I don't inform friends/ colleagues that they have fakes unless asked by them. If they do ask me I'll be honest, explain what the "give-aways" are on each specific cigar, and tell them not to feel bad because it happens all the time and that I too have bought fakes before I knew better. I will also give them some advice on what to do next time they are looking for legit Cuban cigars. Finally, yo help soften the blow, I'll usually give them a legitimate Cuban from my humi.


----------



## GrtndpwrflOZ (May 17, 2007)

I like the term LYING BY OMMISSION


----------



## Hermit (Aug 5, 2008)

Friends don't let friends buy fakes.
Go ahead and break his heart.
It's your duty.


----------



## 96Brigadier (Oct 20, 2009)

Personally I would want to know if I was handing out fake cigars and would appreciate it if I was told the truth about them.


----------



## Dave.73 (Mar 25, 2010)

That's a sticky situation. I would definitely want to know especially if I was spending my hard earned money. You know the saying...fool me once....


----------



## Shaz (Oct 10, 2008)

This question comes up every now and then. It's never happened to me yet. I think each case is different and what you do is based on how you think the gifter will respond. If you feel that there's any chance of hurting his feelings or making him feel stupid, especially in front of others, then you smile and say thank you.


----------



## GentlemanJester (Feb 28, 2010)

Some people I would tell, others I wouldn't... It just depends on the person. You know him, use your best judgement.

As a cigar smoker I would want to know for sure. Even if I wasn't a cigar smoker I would want to know for sure but that's just me. 

I'm fully expecting that I'll have to deal with this soon as my brother and his wife are going on a cruise to the islands, and he's already mentioned Cubans. I just keep telling him to find a reputable store, but I still think I'll end up with a gift of fakes. Gotta love the gesture though


----------



## Nickerson (Mar 19, 2009)

Father was gifted the most shabbiest looking cigar I have ever seen. Stretch marks and uneven color. Opened it up and there were twigs and whatnot inside it.

Didn't tell the guy. No need to upset them in my opinion.

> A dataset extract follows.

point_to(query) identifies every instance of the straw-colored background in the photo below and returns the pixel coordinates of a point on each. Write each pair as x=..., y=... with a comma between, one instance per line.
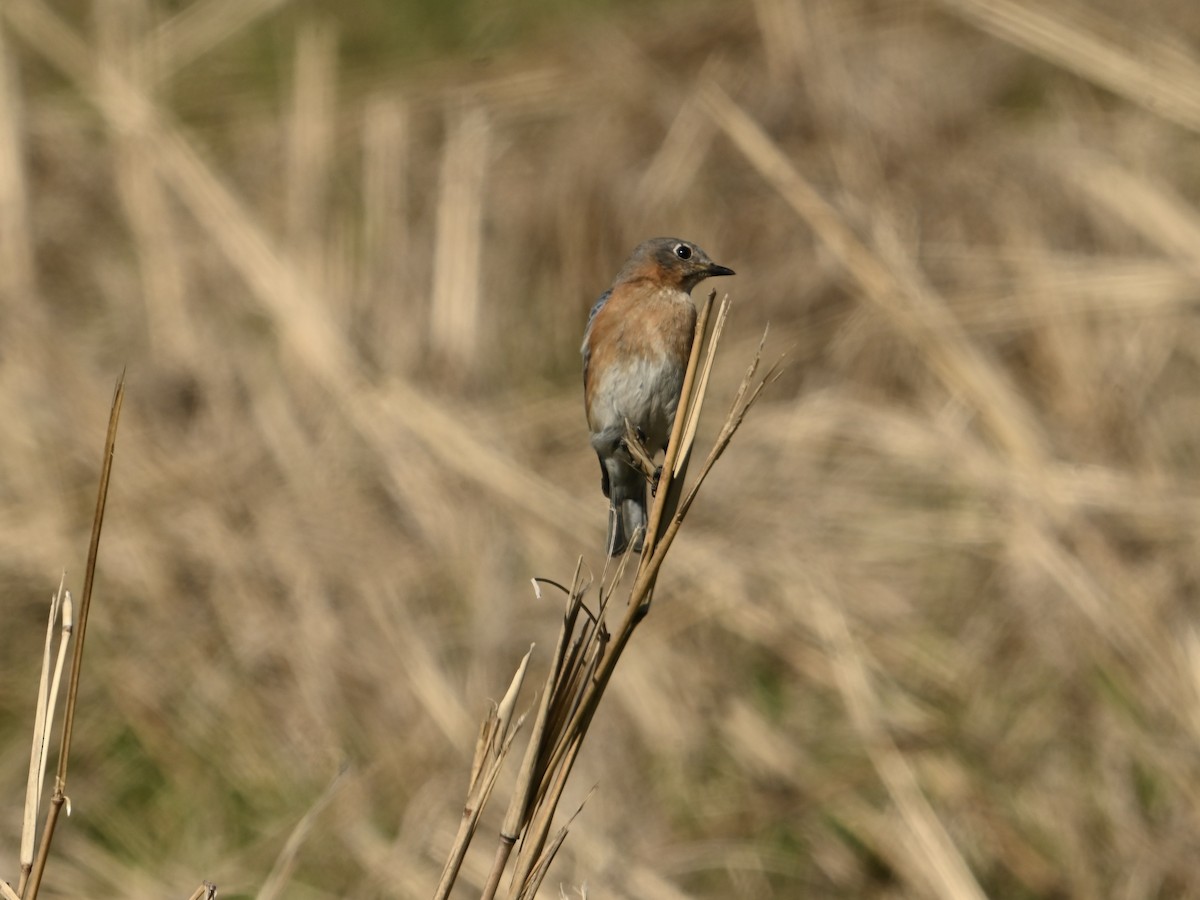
x=931, y=630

Kind of like getting an ugly sweater from your Grandma for Christmas, just smile and make her feel good.


----------



## gibson_es (Jan 23, 2010)

my aunt just got married and her new hubby and her took a cruise, he knows i like cigars, and so he brought me and my dad both a monte (no 2 or no 4) but it was a fake, it tasted like it, and s_vivo confirmed it through pics. me and dad decided not to tell him, we just said thanks. maybe down the road when we have a closer relationship we will tell him it was a fake, but for now i dont want him to think i dont appreciate the gesture, besides, i had it right before my first real cuban, so i feel like it was an initiation or something. lol.


----------



## Scardinoz (Mar 15, 2010)

Shaz said:


> If you feel that there's any chance of hurting his feelings or making him feel stupid, especially in front of others, then you smile and say thank you.


Even here, if possible, tell them later in private.


----------